Simeón se echó a reír, dirigiéndose únicamente a Pelletier.
– No, pero creo que está cumpliendo bien su cometido. Son muchos los que llegan atraídos por ese anillo de piedra muerta. Miran y buscan, sin comprender que bajo sus pies yace sólo un falso secreto.
– ¿Qué es ese laberinto? -insistió Alaïs.
Pero tampoco esa vez le prestaron atención.
– Yo te habría acogido en Carcassona. Te habría dado un techo, protección. ¿Por qué no viniste en mi busca?
– Créeme, Bertran, que nada me hubiera gustado más. Pero olvidas cuan diferente es el norte de estas tolerantes tierras del Pays d’Òc. No podía viajar libremente, amigo mío. La vida era dura para los judíos en esa época. Regía el toque de queda y cada poco tiempo nos atacaban y saqueaban nuestros comercios. -Hizo una pausa para respirar-. Además, nunca me habría perdonado conducirlos hasta ti, fueran quienes fuesen. Cuando huí de Chartres aquella mañana, no pensé en dirigirme a ningún lugar concreto. Me pareció que lo más seguro y razonable era desaparecer hasta que se calmara el alboroto.

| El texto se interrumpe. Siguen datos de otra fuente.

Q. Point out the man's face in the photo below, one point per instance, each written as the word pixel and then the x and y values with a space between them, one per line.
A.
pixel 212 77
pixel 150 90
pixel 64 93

Al final, el incendio me quitó todo lo demás de la cabeza.
– ¿Cómo llegasteis a Besièrs? -preguntó Alaïs, resuelta a participar otra vez en la conversación-. ¿Os envió Harif?
Simeón sacudió la cabeza.
– No fue fruto de una decisión, Alaïs, sino del azar y la buena suerte. Primero viajé a la Champaña, donde pasé el invierno. En primavera, cuando se fundió la nieve, emprendí el camino al sur. Tuve la suerte de coincidir con un grupo de judíos ingleses, que huían de la persecución en su país. Se dirigían a Besièrs. Me pareció un destino tan bueno como cualquier otro. La ciudad tenía fama de tolerante; había judíos en cargos de confianza y autoridad, y se nos respetaba por nuestros conocimientos y habilidades. Por la proximidad a Carcassona, pensé que estaría fácilmente disponible si Harif me necesitaba. -Se volvió hacia Bertran-. Sólo Dios sabe lo mucho que me costó saberte a pocos días de distancia y no ir nunca en tu busca, pero la cautela y la sensatez dictaron que así debía ser. Se echó hacia adelante en su asiento, con sus vivaces ojos negros chispeando-. Ya entonces -añadió-, había versos y trovas circulando por las cortes del norte. En Champaña, juglares y trovadores hablaban en sus cantos de una copa mágica, de un elixir de la vida, todo demasiado próximo a la verdad como para ignorarlo. -Pelletier asintió. Él también había oído esas canciones-. Por eso, sopesándolo todo, era más seguro que yo me mantuviera al margen. Nunca me habría perdonado acabar llevándolos a tu puerta, amigo mío.
Pelletier dejó escapar un largo suspiro.
– Me temo, Simeón, que a pesar de nuestros esfuerzos hemos sido traicionados, aunque carezco de pruebas firmes e irrevocables al respecto. Hay gente que sabe de la conexión entre nosotros, estoy convencido de ello, aunque no sabría decir si además conocen la naturaleza de nuestro vínculo.
– ¿Ha sucedido algo que te haga pensar así?
– Hace poco más de una semana, Alaïs halló el cadáver de un hombre flotando en el río Aude, un judío. Lo habían degollado y le habían cortado el pulgar izquierdo. No le robaron nada. Sin que hubiera ninguna razón para ello, pensé en ti. Pensé que lo habrían confundido contigo. -Hizo una pausa-. Antes de eso, hubo otros indicios. Le confié parte de mi responsabilidad a Alaïs, por si me pasaba algo y no podía regresar a Carcassona.
«Ahora es el momento de decirle por qué has venido.»
– Padre, desde que os…
Pelletier levantó una mano, para impedirle que interrumpiera la conversación.
– Simeón, ¿ha habido alguna cosa que te haya hecho pensar que tu paradero ha sido descubierto, ya sea por los que te fueron a buscar en Chartres o por otros?